今季のこれまでの両リーグの戦いぶりを見ると、やはり今年も交流戦はパ・リーグが上位にくると予想している。パ・リーグの方に力があるという印象は今季も変わらない
ただ昨季を振り返ると、広島が交流戦でも成績を落とすことがなく、リーグ制覇を果たしている。つまり、セ・リーグの各球団にとってここをどう戦い抜くことができるかがペナントレースを左右すると言える。当然、セ・リーグの各球団にはその思惑があるはずだ。むしろ、セ・リーグの方が「何とかしてやる」という気持ちでいるだろう。
セ・リーグとパ・リーグで交流戦の成績の差が生まれている要因は打力の差だ。パ・リーグの打者は思い切りの良いバッティング、いわゆるフルスイングをしてくる。三振すると「何やってんだよ」というような空気が生まれるセ・リーグとの大きな違いだ。むしろ、パ・リーグはフルスイングして空振りしても、「良いスイングだった」と褒められるくらいだ。それほどの雰囲気の違いがある。

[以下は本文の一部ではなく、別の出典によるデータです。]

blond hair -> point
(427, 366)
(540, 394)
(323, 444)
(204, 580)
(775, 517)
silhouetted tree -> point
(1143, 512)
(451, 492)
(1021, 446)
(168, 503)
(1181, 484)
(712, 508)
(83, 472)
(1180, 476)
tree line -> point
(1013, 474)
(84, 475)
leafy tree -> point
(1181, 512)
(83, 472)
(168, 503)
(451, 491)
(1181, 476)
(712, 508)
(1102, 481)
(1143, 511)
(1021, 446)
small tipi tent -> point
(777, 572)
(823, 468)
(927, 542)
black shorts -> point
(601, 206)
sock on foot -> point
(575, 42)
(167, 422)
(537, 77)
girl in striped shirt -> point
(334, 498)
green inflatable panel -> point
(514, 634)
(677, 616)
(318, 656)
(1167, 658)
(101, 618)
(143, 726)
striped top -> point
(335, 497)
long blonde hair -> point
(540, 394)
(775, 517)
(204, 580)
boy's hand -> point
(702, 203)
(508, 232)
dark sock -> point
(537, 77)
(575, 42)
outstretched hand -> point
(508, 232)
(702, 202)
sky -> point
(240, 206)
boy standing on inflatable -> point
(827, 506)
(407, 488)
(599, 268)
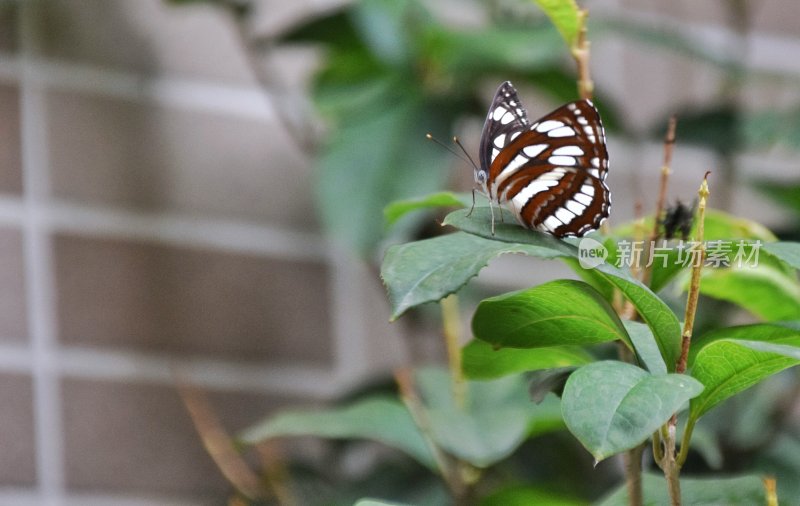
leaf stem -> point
(669, 144)
(580, 52)
(687, 436)
(450, 475)
(452, 338)
(633, 475)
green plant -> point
(607, 357)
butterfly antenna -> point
(448, 148)
(458, 143)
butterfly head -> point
(481, 178)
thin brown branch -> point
(303, 136)
(452, 331)
(219, 444)
(450, 475)
(581, 54)
(666, 170)
(694, 286)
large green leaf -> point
(646, 347)
(786, 193)
(495, 419)
(429, 270)
(654, 311)
(379, 159)
(527, 495)
(558, 313)
(381, 419)
(612, 406)
(376, 502)
(763, 289)
(730, 360)
(788, 252)
(566, 17)
(479, 51)
(480, 360)
(400, 208)
(739, 491)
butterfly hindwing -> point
(506, 119)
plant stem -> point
(687, 436)
(450, 474)
(670, 467)
(580, 52)
(669, 143)
(632, 460)
(694, 286)
(669, 464)
(452, 332)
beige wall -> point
(154, 216)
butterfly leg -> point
(473, 203)
(491, 210)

セ・リーグはパ・リーグの打者ほどフルスイングしてくる打線ではないため、常にフルスイングの恐怖を考えながら投げないといけないわけだ。セ・リーグの各球場が大きくないことも、セ・リーグの投手陣が脅威を感じている部分だろう。
一方、セ・リーグの打者は追い込まれるとコンタクトすることに専念する選手が多い。もちろん、2ストライクを取られて、コンタクトしに行くのは悪いことではない。バットに当たらないことには何も始まらないのだ。コンタクトを目指すことは、本来、正しいアプローチだと思う。
しかし、実際のところ、セ・リーグはパ・リーグに一杯食わされている。ややもすると、その打撃が徹底し切れていないという見方ができるのではないか。フルスイングしてくるパ・リーグに対して、セ・リーグがフルスイングして対抗しても、いまさら太刀打ちできない。
ならば手は1つ。三振を嫌がる打撃がパと違うセ・リーグの打者の特徴だとするなら、しぶとい打撃がもっと機能するようにすることが、これまで以上にパ・リーグと対抗できる手立てになる。
パ・リーグの投手たちは自信を持って投げてくるが、そんな投手に根負けしないことだ。